The doctor prescribed continued intravenous feedings of water and electrolytes, a mild sedative, and viagra.

"What good will viagra do him in this condition?" the nurse inquired.

The doctor replied, "It will keep the sheet off of him."

Posted

Jet lag

A recent study in hamsters suggested that sildenafil could reduce the recovery period by 50% for forward shifts in daily cycles. This effect was seen at low doses (lower than those which cause penile erections), and is proposed to work via sildenafil's blocking of PDE5. The subsequent buildup of cGMP would elevate its levels to those found normally during the daytime. This effect was only present for the forward shifts in cycles (what would correspond to jet lag caused by Eastward travel in humans). However, this use has not been tested in humans and is currently considered an off-label use.

Prevention of plant wilting

A low-concentration solution of sildenafil in water significantly prolongs the time before cut flowers wilt; one experiment showed a doubling in time from one week to two weeks. The mechanism of action is similar to that in humans: nitric oxide leads to the production of cGMP whose degradation by PDE5 is inhibited by sildenafil.

Posted

An old chap walks into a pharmacy and asks if they sell Viagra, upon hearing that they did, he made a strange request.

"Can you slice them into quarters for me?

The girl behind the counter told him that she could but it would drastically reduce the effect. He replied.

"Look love, I'm nearly ninety years old and I'm not that much interested in sex these days ..... I just want to stop pissing on my shoes."

Posted
An old chap walks into a pharmacy and asks if they sell Viagra, upon hearing that they did, he made a strange request.

"Can you slice them into quarters for me?

The girl behind the counter told him that she could but it would drastically reduce the effect. He replied.

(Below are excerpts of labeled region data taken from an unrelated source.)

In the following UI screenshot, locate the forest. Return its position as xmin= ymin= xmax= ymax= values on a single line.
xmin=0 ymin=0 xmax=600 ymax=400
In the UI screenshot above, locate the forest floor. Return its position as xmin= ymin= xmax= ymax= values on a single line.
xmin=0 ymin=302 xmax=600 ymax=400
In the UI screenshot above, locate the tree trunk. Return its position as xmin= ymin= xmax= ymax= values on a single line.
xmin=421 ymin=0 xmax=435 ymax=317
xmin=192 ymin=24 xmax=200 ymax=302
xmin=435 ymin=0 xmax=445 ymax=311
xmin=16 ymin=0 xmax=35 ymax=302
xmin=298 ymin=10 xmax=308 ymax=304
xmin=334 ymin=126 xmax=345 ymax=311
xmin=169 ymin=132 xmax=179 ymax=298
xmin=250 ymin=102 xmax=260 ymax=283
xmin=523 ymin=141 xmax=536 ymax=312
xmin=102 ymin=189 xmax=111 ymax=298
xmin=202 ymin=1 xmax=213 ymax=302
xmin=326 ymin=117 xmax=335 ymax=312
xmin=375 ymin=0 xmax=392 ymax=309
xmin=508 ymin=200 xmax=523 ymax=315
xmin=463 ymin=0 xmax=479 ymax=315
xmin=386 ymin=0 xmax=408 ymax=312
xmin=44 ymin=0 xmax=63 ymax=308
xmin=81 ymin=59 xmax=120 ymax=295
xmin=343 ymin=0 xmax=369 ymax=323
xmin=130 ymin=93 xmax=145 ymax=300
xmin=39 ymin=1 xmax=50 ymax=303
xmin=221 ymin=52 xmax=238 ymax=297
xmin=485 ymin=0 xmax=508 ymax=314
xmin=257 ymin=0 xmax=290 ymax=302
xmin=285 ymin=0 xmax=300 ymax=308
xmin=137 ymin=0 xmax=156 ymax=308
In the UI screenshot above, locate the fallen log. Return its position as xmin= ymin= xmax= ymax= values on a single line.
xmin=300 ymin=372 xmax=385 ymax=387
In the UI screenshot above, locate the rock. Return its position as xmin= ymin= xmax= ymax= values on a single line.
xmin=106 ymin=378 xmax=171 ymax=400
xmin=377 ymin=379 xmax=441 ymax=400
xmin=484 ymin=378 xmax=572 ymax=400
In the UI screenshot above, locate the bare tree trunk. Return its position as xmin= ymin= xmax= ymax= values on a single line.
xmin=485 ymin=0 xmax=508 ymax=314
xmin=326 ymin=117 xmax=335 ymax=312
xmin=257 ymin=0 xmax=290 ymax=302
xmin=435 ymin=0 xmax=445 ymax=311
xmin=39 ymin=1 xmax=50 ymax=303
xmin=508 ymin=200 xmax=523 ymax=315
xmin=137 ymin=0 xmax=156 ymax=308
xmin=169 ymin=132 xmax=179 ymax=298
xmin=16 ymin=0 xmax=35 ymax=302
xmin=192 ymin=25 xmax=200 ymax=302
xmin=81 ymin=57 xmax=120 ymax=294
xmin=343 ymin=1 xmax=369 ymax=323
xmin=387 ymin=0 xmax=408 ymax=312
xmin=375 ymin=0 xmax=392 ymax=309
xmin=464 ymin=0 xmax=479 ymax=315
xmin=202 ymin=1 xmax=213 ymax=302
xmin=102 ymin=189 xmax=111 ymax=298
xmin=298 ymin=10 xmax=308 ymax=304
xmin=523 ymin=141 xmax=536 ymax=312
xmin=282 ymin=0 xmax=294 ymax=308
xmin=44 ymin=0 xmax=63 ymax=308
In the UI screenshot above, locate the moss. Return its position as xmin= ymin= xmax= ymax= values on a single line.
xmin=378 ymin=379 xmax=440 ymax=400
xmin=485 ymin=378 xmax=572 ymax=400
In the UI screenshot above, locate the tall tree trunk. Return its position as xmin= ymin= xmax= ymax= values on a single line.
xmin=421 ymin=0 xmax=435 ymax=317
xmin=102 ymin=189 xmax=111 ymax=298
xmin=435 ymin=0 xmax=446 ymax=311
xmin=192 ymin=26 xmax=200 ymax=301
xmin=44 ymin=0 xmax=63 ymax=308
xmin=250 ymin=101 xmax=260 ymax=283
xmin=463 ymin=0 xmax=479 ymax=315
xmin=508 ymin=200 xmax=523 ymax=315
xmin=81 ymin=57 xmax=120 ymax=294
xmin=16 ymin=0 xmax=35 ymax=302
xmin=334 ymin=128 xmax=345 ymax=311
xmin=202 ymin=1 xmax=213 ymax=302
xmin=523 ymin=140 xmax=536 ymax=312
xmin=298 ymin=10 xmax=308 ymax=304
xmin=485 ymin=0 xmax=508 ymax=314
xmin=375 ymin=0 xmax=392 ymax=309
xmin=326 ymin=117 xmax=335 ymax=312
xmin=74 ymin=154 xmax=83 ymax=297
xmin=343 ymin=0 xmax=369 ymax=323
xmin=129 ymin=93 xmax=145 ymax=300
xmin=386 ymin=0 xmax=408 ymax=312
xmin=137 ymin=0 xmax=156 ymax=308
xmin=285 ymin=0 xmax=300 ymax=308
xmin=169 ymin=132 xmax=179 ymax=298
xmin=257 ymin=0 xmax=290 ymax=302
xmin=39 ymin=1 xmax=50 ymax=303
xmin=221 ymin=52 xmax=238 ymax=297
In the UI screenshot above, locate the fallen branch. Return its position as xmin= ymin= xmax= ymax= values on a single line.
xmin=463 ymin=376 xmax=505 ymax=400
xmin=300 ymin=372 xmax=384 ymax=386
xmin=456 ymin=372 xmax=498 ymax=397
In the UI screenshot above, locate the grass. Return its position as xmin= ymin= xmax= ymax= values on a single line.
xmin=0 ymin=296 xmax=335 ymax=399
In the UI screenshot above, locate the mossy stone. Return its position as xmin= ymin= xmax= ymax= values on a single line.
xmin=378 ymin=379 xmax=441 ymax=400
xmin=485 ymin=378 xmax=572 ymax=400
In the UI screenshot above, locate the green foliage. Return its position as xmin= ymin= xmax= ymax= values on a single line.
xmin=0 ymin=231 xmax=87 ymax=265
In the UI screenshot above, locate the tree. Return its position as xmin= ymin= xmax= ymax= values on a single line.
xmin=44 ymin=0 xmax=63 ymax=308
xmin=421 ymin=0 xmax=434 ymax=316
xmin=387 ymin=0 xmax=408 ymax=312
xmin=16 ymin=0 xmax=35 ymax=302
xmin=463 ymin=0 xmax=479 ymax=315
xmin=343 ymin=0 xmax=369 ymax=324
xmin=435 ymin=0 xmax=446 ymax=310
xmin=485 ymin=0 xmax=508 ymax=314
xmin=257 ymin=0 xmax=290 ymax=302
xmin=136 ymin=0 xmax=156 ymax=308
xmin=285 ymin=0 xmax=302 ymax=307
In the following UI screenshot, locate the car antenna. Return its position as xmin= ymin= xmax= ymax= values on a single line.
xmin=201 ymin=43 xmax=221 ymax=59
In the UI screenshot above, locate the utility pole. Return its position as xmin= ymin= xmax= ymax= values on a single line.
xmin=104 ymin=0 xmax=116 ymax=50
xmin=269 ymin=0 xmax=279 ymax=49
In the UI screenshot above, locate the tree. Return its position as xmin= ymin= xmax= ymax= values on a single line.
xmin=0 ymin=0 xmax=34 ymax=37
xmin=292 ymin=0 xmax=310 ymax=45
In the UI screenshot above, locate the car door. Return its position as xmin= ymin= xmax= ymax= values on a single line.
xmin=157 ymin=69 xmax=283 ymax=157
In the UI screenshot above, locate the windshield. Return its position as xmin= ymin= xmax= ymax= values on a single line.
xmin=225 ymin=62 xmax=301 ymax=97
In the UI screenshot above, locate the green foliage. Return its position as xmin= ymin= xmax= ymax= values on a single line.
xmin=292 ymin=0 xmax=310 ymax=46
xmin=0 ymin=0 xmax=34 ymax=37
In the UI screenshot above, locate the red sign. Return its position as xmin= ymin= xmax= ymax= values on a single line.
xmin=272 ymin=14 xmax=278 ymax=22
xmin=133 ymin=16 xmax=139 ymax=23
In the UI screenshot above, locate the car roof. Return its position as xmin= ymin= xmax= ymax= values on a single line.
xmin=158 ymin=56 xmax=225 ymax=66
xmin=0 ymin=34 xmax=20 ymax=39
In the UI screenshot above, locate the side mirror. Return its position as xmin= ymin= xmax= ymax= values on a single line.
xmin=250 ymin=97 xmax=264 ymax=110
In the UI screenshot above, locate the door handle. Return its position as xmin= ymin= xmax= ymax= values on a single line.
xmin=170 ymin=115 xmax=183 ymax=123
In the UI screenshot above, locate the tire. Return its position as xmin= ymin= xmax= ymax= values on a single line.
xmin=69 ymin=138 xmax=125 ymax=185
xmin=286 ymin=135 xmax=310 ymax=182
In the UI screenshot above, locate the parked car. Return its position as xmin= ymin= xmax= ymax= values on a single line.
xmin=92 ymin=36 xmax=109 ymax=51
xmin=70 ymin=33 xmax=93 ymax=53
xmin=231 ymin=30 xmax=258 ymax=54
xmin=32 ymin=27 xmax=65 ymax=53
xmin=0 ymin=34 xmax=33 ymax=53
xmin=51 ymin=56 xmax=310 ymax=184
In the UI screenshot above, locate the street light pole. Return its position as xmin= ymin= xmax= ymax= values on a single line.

"Look love, I'm nearly ninety years old and I'm not that much interested in sex these days ..... I just want to stop pissing on my shoes."

Thaddeus please refer to Viagra Joke which is in the thread directly behind this one and loaded up 15 minutes before yours. Not having a shot here (much) but thought you may want to know :o

CB

Posted

Ah..... well you can't be everywhere at once CB.

I never open the Joke Forum, for one reason or another. So, I didn't see it at all.